BBC Scotland’s Disclosure visited Norway recently to recreate a photo with the a-ha pair along with Frederic Hauge and Harald Rostvik of Bellona, for an episode to be screened at the end of October.

Furuhomen wrote on his Instagram page: “We gave the car to Bellona, whose actions of civil disobedience at the time paved the way for many of the privileges that electric car owners in Norway have since enjoyed. We planted a seed and eventually it grew.”

The trio dwell on highs like these over their low moments, although Furuholmen concedes that their early experiences in America have “always
been a sore point because we have a lot of fans in America and we feel like
we never got to service them enough because we took off everywhere else,
could do big arenas and eventually stadiums and when you plan those tours it’s difficult to hop over to America to do concert halls or club gigs in the midst of a run.”
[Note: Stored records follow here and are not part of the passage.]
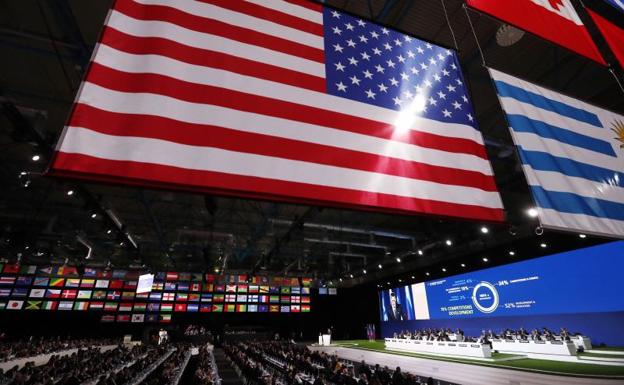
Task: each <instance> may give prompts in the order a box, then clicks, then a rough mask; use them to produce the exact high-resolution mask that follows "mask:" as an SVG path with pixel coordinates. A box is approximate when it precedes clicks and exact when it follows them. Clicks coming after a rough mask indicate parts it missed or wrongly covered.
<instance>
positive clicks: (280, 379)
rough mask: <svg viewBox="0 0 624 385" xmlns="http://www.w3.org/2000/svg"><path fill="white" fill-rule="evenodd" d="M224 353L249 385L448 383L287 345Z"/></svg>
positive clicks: (270, 345)
mask: <svg viewBox="0 0 624 385" xmlns="http://www.w3.org/2000/svg"><path fill="white" fill-rule="evenodd" d="M223 349H224V351H225V353H226V354H227V356H228V357H229V358H230V359H231V360H232V362H233V364H234V365H235V367H236V368H237V369H238V371H239V374H240V376H241V377H242V378H243V379H244V380H245V382H246V384H247V385H299V384H312V385H323V384H328V385H417V384H435V385H438V384H447V383H445V382H442V381H438V380H434V379H432V378H421V377H418V376H415V375H413V374H410V373H403V372H402V371H401V368H398V367H397V368H396V369H395V370H390V369H388V368H387V367H383V368H381V367H379V365H377V366H369V365H367V364H366V363H364V362H360V363H354V362H349V361H345V360H339V359H338V358H337V357H336V356H332V355H327V354H325V353H322V352H313V351H310V350H309V349H307V347H305V346H302V345H297V344H293V343H286V342H275V341H273V342H266V341H265V342H253V343H243V342H239V343H236V344H228V345H225V346H224V348H223ZM224 385H225V384H224Z"/></svg>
It took a long time for a-ha to return to America but the series of shows played in 2022 was only the second occasion they have played multiple dates there since 1986. Helped by the original hit version of Take On Me being used repeatedly in popular culture – and the acoustic MTV Unplugged recording figuring prominently in the film Deadpool 2 – they managed to venture into territory that has gone largely uncharted by the band for decades.

Meanwhile, much of the rest of the world has been championing them and flocking to see a-ha in growing numbers since their latest return in 2015. It was all worth it in the end.

“I don’t regret a single thing,” Furuholmen concludes. “Whatever we did in the past has led us to where we are and we’ve been vindicated by generations of British and other bands and artists around the world since. So we’ve just got to follow our gut instincts and do what we want.”